Within a month of my first Vipassana retreat, I closed our first angel investment. Within two months of my second Vipassana course, we got into the Techstars start-up accelerator. I started trusting myself more when it came to hiring decisions, releasing teammates when it wasn’t right, which immediately cleared the space for opportunities that were a better fit for them, and for Seeds. I went to a networking event and followed my gut, skipping my assigned seat to sit next to a woman who seemed interesting. Later, she would introduce me to the first investor to ever ask me if he could invest, as well as an early employee at Kiva and an early engineer at a tech company that had one of the most successful exits in history, who later became a collaborator. In the beginning, I never dreamed that I would be fortunate enough to work with people like them, but my Vipassana practice allowed me to evolve to a point at which this happened naturally.

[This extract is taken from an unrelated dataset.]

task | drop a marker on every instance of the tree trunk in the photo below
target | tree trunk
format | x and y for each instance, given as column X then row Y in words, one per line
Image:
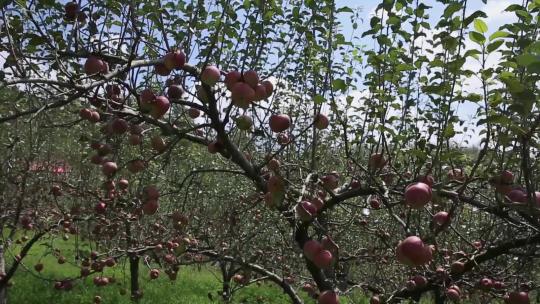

My drinking used to be excessive and dangerous — I got a DUI, and had friends expressing concern about me — and I was 35 pounds overweight when my eating was the most out of control. Since that time, I’ve attended four 10-day Vipassana courses, and have formed a daily practice that helps me weather my start-up’s craziest ups and downs. Instead of abusing food and substances, I’ve learned to sit quietly and look inside myself for love and self-acceptance. It’s allowed me to see reality more clearly as the old mental patterns that no longer serve me have fallen away. I still have a lot of work to do, but Vipassana has been the key to accessing the peace and self-love that was in me all along — which was in turn the key to my start-up’s survival.

Rachel Cook is the founder and CEO of Seeds, a start-up that turns in-app purchases into microloans to people in need, 81% of which are women. Some of her favorite partners using the Seeds product to better the world are the meditation app Aura, the productivity app Habitica and the casual game Mini Golf Stars 2.